Volvió a la silla y se echó a llorar. Jamás se había sentido tan indefensa. Entonces la dominó una emoción súbita: una furia tremenda. Corrió al dormitorio, se vistió y un par de minutos después abría la puerta del Ford. «Mierda.» La correspondencia cayó al suelo y, automáticamente, se agachó a recogerla. Comenzó a ordenar los sobres y se detuvo cuando cogió el paquete destinado a Jason Archer. Se tambaleó al reconocer la escritura de su marido en el sobre. Notó que había algo plano en el interior. Miró el matasellos. Lo habían enviado desde Seattle el mismo día en que Jason había salido para el aeropuerto. Se estremeció. Su marido tenía muchos sobres como éste en el estudio. Estaban diseñados específicamente para enviar disquetes por correo. Pero ahora no tenía tiempo para pensar en este asunto. Dejó la correspondencia sobre el asiento, se sentó al volante y arrancó.

Media hora después, Sidney Archer, hecha un basilisco, entró en el despacho de Nathan Gamble, escoltada por Richard Lucas. Detrás de la pareja venía Quentin Rowe, con una expresión de asombro. Sidney se acercó a la enorme mesa de Gamble y le arrojó el ejemplar del Post sobre la falda.

– Espero que tenga algunos abogados muy buenos en juicios por calumnias. -Estaba tan furiosa que Lucas se adelantó, pero Gamble le hizo retroceder con un gesto. El presidente de Tritón cogió el periódico y les echó una ojeada a los titulares. Después miró a Sidney.

– Yo no escribí esto.

– ¡Y una mierda!

Gamble apagó el cigarrillo y se puso de pie.

– Perdone, señora, pero o mucho me equivoco o aquí el cabreado tendría que ser yo.

– Aquí dice que mi marido saboteó a un avión, vendió secretos y le robó dinero. No es más que una sarta de mentiras y usted lo sabe.

Gamble rodeó la mesa y se acercó a Sidney con una expresión feroz.

– Deje que le diga lo que sé, señora. Me han robado una montaña de dinero; eso es un hecho. Y su marido le dio a RTG todo lo que necesita para hundir mi compañía. Eso es otro hecho. Qué se supone que debo hacer, ¿darle a usted una maldita medalla?

– No es verdad.

– ¡Sí que lo es! -Gamble le acercó una silla-. ¡Siéntese!
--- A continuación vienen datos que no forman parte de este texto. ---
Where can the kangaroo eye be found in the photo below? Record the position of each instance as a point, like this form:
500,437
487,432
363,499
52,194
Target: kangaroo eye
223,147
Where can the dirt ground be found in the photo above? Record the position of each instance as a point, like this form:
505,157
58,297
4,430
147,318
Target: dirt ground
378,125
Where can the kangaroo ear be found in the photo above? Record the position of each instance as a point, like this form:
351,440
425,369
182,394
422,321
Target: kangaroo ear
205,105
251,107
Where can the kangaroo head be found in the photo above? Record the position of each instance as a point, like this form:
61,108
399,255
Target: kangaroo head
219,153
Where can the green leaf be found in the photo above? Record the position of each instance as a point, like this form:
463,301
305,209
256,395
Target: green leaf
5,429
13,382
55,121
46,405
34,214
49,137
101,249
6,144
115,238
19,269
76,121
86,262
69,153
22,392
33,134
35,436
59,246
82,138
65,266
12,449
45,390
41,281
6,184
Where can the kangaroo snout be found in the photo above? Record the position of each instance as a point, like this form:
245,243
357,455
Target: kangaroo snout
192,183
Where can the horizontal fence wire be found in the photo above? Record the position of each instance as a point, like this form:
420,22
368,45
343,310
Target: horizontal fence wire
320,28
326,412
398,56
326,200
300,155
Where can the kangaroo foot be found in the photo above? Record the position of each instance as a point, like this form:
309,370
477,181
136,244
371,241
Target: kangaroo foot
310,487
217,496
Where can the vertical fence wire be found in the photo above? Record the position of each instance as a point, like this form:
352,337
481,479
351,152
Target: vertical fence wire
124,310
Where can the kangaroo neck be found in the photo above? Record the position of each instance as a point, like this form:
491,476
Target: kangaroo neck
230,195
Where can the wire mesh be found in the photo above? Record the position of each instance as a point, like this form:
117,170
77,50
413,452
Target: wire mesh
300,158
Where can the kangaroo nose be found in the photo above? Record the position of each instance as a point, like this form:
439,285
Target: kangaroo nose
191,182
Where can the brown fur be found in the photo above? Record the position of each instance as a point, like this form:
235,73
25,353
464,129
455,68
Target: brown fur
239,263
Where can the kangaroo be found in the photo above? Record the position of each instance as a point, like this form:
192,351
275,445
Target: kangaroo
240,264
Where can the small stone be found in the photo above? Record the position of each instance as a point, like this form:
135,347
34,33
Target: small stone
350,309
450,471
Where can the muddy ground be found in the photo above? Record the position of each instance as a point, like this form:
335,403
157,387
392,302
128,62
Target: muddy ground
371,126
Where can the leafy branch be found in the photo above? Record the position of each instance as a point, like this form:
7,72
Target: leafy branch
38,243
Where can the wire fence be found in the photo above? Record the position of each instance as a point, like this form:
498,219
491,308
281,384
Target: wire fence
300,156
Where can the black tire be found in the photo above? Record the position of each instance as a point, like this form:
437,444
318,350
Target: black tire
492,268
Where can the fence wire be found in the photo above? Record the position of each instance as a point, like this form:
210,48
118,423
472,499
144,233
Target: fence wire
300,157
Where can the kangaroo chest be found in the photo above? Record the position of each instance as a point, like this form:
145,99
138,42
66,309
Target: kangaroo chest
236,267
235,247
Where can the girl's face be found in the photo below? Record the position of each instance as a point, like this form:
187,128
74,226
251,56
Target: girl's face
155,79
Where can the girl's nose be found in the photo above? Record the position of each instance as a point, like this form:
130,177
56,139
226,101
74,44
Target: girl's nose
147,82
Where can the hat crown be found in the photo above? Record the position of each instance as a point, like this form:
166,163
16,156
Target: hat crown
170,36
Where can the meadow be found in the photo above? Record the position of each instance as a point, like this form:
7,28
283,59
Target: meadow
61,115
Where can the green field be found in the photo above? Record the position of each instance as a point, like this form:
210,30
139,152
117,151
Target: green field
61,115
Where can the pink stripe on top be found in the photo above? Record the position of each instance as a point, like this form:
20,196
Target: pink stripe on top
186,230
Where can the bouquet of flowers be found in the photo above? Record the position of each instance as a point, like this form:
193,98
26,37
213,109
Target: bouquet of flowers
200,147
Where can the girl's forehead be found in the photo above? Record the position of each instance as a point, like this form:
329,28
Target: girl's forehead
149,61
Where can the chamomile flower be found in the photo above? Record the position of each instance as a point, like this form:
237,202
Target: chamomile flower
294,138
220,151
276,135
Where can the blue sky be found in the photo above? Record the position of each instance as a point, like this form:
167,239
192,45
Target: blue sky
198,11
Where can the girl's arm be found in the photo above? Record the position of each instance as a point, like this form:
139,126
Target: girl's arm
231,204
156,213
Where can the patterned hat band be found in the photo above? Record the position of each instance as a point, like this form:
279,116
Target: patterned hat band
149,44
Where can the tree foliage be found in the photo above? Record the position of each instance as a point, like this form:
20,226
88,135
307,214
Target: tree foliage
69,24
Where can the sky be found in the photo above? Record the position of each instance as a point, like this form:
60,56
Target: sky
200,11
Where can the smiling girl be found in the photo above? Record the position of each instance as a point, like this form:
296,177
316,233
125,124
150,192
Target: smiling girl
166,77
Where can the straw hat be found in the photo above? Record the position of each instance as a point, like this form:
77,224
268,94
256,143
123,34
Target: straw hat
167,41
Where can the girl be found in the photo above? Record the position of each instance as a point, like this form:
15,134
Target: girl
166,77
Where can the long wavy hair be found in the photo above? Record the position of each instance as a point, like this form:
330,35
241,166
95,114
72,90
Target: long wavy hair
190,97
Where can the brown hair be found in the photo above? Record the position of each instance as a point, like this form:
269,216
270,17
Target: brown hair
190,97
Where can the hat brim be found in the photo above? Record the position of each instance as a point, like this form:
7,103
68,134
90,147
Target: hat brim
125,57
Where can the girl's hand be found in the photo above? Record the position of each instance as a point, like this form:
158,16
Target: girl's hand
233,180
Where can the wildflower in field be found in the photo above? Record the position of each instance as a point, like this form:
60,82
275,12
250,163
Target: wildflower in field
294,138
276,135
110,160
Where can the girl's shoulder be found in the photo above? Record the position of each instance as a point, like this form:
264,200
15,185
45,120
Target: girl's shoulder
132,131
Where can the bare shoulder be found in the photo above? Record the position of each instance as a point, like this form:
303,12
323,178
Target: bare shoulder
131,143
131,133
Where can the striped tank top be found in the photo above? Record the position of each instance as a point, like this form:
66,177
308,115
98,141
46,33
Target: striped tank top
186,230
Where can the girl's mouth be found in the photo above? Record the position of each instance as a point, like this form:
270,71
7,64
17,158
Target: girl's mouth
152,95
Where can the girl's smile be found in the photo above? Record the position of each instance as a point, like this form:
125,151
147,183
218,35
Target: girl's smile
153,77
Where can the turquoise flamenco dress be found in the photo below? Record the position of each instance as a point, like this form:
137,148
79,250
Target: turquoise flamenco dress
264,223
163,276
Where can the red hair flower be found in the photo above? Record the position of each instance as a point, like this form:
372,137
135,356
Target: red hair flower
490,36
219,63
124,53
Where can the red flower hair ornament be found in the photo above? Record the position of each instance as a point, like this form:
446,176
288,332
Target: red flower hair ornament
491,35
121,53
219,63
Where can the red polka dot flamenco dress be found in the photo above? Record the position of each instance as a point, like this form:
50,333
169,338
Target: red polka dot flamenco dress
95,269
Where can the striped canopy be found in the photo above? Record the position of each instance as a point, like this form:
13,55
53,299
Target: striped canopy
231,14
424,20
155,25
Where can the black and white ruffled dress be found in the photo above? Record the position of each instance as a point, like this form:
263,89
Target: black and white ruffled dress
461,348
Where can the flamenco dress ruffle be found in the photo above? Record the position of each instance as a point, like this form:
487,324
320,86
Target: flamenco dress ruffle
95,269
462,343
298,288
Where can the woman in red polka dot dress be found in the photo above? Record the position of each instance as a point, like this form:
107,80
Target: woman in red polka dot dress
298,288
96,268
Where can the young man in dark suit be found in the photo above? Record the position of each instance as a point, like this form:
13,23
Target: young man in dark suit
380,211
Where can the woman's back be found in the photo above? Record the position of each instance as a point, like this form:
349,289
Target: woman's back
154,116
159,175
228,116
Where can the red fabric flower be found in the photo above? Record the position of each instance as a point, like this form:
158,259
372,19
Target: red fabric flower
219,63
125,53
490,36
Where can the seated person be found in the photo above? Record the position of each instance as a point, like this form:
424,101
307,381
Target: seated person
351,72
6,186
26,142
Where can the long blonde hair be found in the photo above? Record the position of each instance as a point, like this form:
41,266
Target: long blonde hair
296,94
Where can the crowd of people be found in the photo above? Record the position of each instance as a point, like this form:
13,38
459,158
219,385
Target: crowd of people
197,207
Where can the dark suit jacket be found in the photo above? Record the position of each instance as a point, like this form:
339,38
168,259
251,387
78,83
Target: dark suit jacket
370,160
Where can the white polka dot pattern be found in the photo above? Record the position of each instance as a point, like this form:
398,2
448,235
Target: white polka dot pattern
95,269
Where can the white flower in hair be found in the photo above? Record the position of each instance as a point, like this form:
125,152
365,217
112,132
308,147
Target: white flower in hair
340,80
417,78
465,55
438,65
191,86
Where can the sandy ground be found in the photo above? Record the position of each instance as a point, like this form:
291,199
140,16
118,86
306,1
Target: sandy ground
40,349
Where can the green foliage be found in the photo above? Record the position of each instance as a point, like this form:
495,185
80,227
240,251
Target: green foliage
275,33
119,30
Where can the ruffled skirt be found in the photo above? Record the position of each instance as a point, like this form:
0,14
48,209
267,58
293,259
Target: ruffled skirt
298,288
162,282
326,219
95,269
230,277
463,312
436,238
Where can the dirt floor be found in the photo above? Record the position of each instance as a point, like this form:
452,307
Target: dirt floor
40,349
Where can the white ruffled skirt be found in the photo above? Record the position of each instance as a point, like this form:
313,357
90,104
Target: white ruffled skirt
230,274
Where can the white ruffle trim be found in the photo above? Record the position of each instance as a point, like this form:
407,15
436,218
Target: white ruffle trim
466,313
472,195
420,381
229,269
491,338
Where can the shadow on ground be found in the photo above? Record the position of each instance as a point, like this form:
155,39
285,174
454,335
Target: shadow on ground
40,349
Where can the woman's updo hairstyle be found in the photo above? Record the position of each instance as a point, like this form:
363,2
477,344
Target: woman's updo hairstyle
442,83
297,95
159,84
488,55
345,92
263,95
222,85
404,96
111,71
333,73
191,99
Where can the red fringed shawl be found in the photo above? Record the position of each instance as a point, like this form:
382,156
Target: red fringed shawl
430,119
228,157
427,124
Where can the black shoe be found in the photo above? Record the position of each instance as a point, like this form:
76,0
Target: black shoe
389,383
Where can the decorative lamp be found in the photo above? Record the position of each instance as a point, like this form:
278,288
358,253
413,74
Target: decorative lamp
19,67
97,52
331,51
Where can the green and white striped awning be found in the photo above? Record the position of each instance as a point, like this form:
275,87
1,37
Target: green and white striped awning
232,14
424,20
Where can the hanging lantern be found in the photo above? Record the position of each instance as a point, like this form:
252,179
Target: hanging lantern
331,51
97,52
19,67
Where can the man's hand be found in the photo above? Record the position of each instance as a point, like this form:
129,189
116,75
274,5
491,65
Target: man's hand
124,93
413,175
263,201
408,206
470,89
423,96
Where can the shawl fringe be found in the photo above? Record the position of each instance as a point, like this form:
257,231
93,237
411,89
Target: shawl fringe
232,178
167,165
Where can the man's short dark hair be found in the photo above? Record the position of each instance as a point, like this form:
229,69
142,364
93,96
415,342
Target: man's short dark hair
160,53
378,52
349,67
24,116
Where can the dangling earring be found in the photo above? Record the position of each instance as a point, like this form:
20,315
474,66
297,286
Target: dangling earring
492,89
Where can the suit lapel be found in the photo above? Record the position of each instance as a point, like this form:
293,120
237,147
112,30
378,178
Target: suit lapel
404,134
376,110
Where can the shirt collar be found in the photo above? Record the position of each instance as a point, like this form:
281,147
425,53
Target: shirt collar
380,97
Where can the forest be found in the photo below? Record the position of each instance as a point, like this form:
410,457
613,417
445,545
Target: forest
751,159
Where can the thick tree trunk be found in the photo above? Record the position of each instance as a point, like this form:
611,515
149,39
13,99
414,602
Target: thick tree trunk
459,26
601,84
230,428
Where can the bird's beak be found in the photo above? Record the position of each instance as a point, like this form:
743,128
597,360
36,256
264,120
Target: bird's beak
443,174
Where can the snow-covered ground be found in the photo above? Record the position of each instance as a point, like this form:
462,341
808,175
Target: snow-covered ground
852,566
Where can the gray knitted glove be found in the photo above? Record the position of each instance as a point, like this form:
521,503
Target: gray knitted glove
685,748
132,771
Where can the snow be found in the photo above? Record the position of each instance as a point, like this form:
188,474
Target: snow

Gamble abrió un cajón de la mesa, sacó una cinta de vídeo y la arrojó a Lucas. Luego, apretó un botón de la consola y se deslizó un tabique de la pared para dejar a la vista un equipo de televisor y vídeo. Mientras Lucas cargaba la cinta, Sidney se sentó; le temblaban las piernas. Miró a Quentin Rowe, quieto como una estatua en un rincón del despacho. El joven no le quitaba la mirada de encima. Nerviosa, se pasó la lengua por los labios resecos y volvió a centrar la mirada en la pantalla gigante del televisor.

El corazón le dio un vuelco al ver a su marido. Sólo había escuchado su voz desde aquel horrible día, y era como si hubiese pasado una eternidad. Al principio, sólo se fijó en los movimientos ágiles que le eran tan conocidos. Después se centró en el rostro y soltó una exclamación ahogada. Nunca le había visto tan nervioso, sometido a tanta tensión. La entrega del maletín, el estruendo del avión, las sonrisas de los hombres, la lectura de los documentos, todas esas cosas estaban en un segundo plano, mientras miraba a Jason. Sus ojos enfocaban de cuando en cuando la hora y la fecha que aparecían en una esquina de la imagen, y sufrió otra sacudida cuando comprendió el significado de los números. Se acabó la cinta y la pantalla del televisor quedó a oscuras. Sidney volvió la cabeza y descubrió que las miradas de todos los presentes estaban centradas en ella.